Disney has switched from fixed price Tickets to an Interactive Date-Based Ticket Calendar.
There have always been many different variables that can dramatically change the cost of your Package. That’s why there’s no quick answer to the question, “How much does it cost to go to Disney World?“
While this new calendar comes with some new rules, it may actually make planning your vacation a little bit easier.
Interactive Date-Based Ticket Price Calendar
Less Days To Use Your Tickets
Previously, all Multi-Day tickets had to be used within a 14-day time frame.
Now, your redemption period is based on the number of days you purchase.
While those days don’t have to be consecutive, you must choose the day you want to start redeeming your tickets and use them up within a shorter time period.

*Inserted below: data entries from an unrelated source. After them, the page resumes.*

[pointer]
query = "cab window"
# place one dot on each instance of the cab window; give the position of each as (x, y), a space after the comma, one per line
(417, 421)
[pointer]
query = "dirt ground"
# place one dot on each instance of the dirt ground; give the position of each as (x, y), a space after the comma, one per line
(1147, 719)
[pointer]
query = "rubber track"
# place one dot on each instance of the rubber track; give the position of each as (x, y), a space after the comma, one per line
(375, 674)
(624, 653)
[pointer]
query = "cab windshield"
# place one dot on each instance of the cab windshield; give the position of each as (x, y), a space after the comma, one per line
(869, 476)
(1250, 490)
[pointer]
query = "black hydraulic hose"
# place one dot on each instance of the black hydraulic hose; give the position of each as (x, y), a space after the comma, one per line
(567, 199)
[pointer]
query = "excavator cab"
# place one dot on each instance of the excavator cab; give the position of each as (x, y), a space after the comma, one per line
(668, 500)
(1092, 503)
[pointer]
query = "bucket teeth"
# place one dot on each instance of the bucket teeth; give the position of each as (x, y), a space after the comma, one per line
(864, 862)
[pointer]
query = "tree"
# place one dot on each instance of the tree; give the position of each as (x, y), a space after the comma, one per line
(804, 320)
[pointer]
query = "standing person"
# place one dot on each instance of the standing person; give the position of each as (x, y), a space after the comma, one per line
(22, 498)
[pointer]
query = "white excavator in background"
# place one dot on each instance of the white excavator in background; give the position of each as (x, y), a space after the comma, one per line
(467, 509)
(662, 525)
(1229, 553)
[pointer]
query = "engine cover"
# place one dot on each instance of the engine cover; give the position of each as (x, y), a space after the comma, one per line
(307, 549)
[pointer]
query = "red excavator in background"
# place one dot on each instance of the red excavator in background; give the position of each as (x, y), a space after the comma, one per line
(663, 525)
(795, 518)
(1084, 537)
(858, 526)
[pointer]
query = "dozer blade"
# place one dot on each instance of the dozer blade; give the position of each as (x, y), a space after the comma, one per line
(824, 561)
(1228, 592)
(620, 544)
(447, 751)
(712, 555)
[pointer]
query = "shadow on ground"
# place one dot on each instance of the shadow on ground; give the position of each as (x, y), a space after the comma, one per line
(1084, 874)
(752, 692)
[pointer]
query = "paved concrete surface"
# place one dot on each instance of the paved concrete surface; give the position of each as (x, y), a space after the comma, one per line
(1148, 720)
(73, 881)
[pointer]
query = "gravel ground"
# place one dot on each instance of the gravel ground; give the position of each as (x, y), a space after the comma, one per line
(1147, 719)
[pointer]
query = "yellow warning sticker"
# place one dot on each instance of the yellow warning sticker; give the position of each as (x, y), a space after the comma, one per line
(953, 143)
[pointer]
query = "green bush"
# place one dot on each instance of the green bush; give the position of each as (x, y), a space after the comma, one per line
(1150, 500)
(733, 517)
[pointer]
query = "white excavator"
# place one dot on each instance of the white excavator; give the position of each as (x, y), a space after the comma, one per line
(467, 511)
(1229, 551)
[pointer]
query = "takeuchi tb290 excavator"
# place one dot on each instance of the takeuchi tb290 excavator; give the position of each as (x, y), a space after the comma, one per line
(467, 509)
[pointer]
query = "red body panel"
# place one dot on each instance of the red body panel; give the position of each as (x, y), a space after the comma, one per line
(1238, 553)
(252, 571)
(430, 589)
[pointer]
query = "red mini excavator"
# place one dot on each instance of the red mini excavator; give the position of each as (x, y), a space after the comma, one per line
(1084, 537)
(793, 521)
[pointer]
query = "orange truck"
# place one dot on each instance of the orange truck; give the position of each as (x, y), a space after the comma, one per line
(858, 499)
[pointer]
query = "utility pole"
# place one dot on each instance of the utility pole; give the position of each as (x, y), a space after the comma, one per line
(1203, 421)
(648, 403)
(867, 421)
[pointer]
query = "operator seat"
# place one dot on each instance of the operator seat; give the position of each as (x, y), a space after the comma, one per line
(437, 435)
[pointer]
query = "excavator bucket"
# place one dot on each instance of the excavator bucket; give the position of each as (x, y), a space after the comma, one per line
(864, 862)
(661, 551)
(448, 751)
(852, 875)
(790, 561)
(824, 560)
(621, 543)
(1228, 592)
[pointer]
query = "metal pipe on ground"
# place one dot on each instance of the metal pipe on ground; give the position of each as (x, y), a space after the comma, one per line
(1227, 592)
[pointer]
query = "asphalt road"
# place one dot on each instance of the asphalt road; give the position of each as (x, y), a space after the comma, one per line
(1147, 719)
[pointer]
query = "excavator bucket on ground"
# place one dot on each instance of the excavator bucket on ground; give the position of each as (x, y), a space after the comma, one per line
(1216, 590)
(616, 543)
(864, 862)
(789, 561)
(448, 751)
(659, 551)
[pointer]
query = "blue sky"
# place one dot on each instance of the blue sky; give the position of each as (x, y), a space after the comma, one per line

- One Day Tickets – Must be used on the date selected
- Two Day Tickets – May be used on any 2 days within a 4 day period, beginning on the start date selected
- Three Day Tickets – May be used on any 3 days within a 5 day period
- Four Day Tickets – May be used on any 4 days within a 7 day period
- Five Day Tickets – May be used on any 5 days within an 8 day period
- Six Day Tickets – May be used on any 6 days within a 9 day period
- Seven Day Tickets – May be used on any 7 days within a 10 day period
- Eight Day Tickets – May be used on any 8 days within a 12 day period
- Nine Day Tickets – May be used on any 9 days within a 13 day period
- Ten Day Tickets – May be used on any 10 days within a 14 day period
Flexible Date Option
For an additional charge, Guests can also select a flexible date option.
Much like the old ticket system, Guests who choose this upgrade can begin their vacation without needing to specify Park dates ahead of time.
Once you redeem one ticket, the remainder must be redeemed within 14 days.
How will this change your vacation planning?
But, for a large number of Guests, this new date-based ticket system won’t effect them much. These changes have no effect on Fastpasses or Ticket upgrades, like Park Hoppers and Water Park Tickets.
Choosing the first day you will be in the Parks will lock in that price for the remainder of your Park Days.
Just as the example below shows, the week following my chosen day shows a price of $103 per day. But, since I plan on using my first Park Ticket on a day that costs $101, that price locks in for my entire trip, saving me $2 per day.
While it works to my advantage in this example, this system can also be a disadvantage. Since the tickets also lock in at higher price points, it’s best to look at the date-based calendar before making plans to make sure you’re getting the best deal.
While this can be frustrating, this calendar is good for one reason. It’s easier to see when Disney is expecting the most Guests
Disney releases more deals and when they are expeciting lower crowds. So, when you see lower ticket prices, it means there’s a good chance attendance will also be lower.